2015年8月28日 星期五
High-tech project will restore recorded Native American voices
High-tech project will restore recorded Native American voices
California Magazine Thursday, August 27, 2015
Anthropologist Alfred Kroeber and the man he named Ishi on the right. On the left is Sam Batwi, an English-speaking Yana who tried to communicate with Ishi.
Decades of wear and tear haven’t been kind to the 2,713 wax cylinders in UC Berkeley’s Phoebe Hearst Museum of Anthropology, which linguists and anthropologists have used for over a century to study the languages and cultural practices of Native California. But a new project promises to revitalize these old, fragile recordings — the first of which was recorded by famed anthropologist Alfred Kroeber in 1901 — with cutting-edge optical scanning technology.
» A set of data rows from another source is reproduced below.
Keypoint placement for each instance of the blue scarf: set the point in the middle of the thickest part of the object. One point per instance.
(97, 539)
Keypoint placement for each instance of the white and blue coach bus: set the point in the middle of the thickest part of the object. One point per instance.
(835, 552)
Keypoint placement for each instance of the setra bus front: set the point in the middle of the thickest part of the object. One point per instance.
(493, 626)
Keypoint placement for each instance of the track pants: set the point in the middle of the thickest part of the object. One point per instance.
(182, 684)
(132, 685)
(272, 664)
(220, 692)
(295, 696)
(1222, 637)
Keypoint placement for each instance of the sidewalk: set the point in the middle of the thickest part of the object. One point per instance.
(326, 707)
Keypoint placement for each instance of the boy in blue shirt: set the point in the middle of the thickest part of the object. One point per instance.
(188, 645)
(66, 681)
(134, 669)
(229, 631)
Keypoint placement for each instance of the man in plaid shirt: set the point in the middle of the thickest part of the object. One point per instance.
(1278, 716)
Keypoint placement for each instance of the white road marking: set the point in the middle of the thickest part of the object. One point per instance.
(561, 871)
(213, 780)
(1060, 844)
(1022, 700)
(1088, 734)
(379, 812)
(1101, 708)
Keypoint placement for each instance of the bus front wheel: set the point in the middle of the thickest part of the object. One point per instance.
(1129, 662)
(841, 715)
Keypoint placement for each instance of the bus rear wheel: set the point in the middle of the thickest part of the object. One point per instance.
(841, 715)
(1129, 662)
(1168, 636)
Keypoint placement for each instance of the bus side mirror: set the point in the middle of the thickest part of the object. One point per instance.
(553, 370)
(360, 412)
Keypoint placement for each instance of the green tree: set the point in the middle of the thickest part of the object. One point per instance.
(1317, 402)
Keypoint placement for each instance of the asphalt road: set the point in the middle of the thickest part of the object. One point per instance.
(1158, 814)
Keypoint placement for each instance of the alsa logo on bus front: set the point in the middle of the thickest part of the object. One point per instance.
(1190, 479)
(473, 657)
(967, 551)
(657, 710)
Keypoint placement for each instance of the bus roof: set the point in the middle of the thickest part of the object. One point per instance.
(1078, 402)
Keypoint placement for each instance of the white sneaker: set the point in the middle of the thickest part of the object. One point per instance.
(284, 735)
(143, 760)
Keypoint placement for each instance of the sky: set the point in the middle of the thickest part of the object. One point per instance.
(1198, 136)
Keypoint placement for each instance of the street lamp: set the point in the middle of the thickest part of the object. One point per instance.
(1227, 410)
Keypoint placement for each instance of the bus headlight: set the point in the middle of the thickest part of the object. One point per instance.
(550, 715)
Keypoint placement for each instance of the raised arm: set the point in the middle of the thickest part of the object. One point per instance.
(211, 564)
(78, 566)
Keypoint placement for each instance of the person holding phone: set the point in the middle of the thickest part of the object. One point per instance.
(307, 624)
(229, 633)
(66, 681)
The prospect excites scholars and Native communities because the collection itself is a trove of Native American recordings, particularly from California — ceremonies, songs and traditional stories that capture slices of cultures that are in many cases endangered or extinct. Among its best known is Ishi’s retelling of the Story of Wood Duck, the only recording of the extinct Yahi language. Ishi was recorded between 1911 and 1914 by Berkeley anthropologist T.T. Waterman, who began translating the story but didn’t finish because the fuzzy sound quality made the words too difficult to discern.
“This is a record of native Californian speech and mythology and worldview that was very important to Ishi, the only recording of this that we know of,” says Hearst anthropologist Ira Jacknis, “and it’s still partially untranslated.” So Jacknis is excited about the potential of a remastered recording: With it, linguists can finally translate the whole thing. “It would let us get so much closer to what Ishi was saying,” he says.
The new technique, developed by Berkeley Lab physicist Carl Haber, goes back to the sound’s source: It takes high-res images of the wax cylinders’ ridges, which the scientists can then edit to get rid of the accumulated mold, dirt, and grime and create an audio file without ambient noise.